After the devastating school shooting at Marjory Stoneman Douglas High School in Parkland, Florida that left 17 dead and dozens injured last week, a host of prominent evangelical leaders are saying enough is enough. Pledging a response of both prayer and action, a variety of pastors, church leaders and influencers have issued a petition urging the faith community to acknowledge their Biblical responsibility to protect life amid the nation’s gun violence epidemic.

“As we mourn for our brothers and sisters who have died, we pray fervently for their friends and family who grieve. We also accept and declare that it is time to couple our thoughts and prayers with action,” states the petition. “We call on our fellow Christian believers, church leaders, and pastors across the country to declare that we will decisively respond to this problem with both prayer and action.”

Rob Schenck

Statement from Rev. Rob Schenck, President of The Dietrich Bonhoeffer Institute and Subject of Emmy Award-Winning Gun Violence Documentary, The Armor of Light

“The murder of school children in a mass shooting is never just ‘another.’ That’s not acceptable in a civilized culture. When children wake up in the morning, they should only worry about homework or a test, not whether they will be killed in a hail of gunfire. No parent should worry that a gun battle will break out or that they’ll be met at the end of the school day at the emergency room by a grim-faced chaplain. If the solution to this deadly disease in American society is more guns, then the United States—with over 300 million weapons in general circulation—would be the safest place on earth. We have a moral emergency in our country. It’s time we wake up, face it, and fix it. Now. Fellow faith leaders, I hope you’ll join myself, along with other church leaders and pastors and sign this petition letting the rest of our nation know that we’re committed to responding to the gun violence plaguing our nation with both prayer AND action.”

Joel Hunter

Statement from Dr.
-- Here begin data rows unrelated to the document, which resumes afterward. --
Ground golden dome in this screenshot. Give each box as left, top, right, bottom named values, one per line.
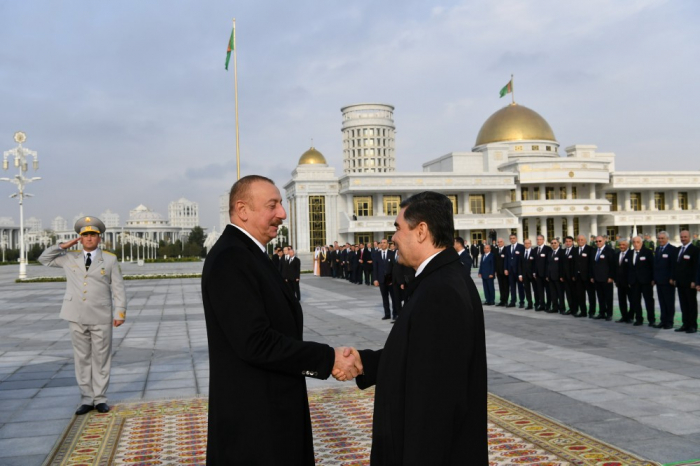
left=299, top=147, right=326, bottom=165
left=474, top=103, right=556, bottom=146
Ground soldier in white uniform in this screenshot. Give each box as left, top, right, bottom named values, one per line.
left=39, top=217, right=126, bottom=415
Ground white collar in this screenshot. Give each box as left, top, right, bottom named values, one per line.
left=229, top=223, right=265, bottom=253
left=416, top=251, right=442, bottom=277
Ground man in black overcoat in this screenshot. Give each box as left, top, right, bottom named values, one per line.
left=623, top=236, right=656, bottom=327
left=644, top=231, right=678, bottom=330
left=573, top=235, right=596, bottom=319
left=334, top=192, right=488, bottom=466
left=673, top=230, right=698, bottom=333
left=202, top=175, right=361, bottom=466
left=532, top=235, right=552, bottom=311
left=518, top=239, right=537, bottom=311
left=591, top=236, right=616, bottom=321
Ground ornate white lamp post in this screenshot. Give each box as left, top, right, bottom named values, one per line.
left=0, top=131, right=41, bottom=279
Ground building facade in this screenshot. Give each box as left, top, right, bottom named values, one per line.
left=284, top=103, right=700, bottom=266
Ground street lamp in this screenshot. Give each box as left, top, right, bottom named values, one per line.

Joel C. Hunter, Faith Community Organizer and Former Pastor of Northland Church

“If not now, when? When will Christian leaders and all people of faith, the moral leaders of our society, recognize that our culture has so radically changed from the one that established the Second Amendment that its intent would now be better fulfilled with common sense qualifiers. In a society that is normalizing violence daily by constant news focus, video games and epidemic anger, why not at least keep weapons of mass murder out of the hands of people who shouldn’t have had a gun in the first place, such as the mentally ill or domestic abusers? Such a movement will not start with politicians who are simply angling toward their own reelection. It is up to us.”

James Aten

Statement from Dr. Jamie Aten, Founder and Executive Director of the Humanitarian Institute at Wheaton College

“I have dedicated my career to helping people prepare for and respond to disasters, including mass shootings, and over the past few years this has more and more frequently meant helping communities heal after mass shootings. Unlike natural disasters, these kinds of human-caused disasters are more preventable. As Christians we owe it to the victims and survivors of mass shootings, and to each other, to pray for all those impacted and also to do what we can to try and prevent this from happening again to more people and prioritizing that in our policies.”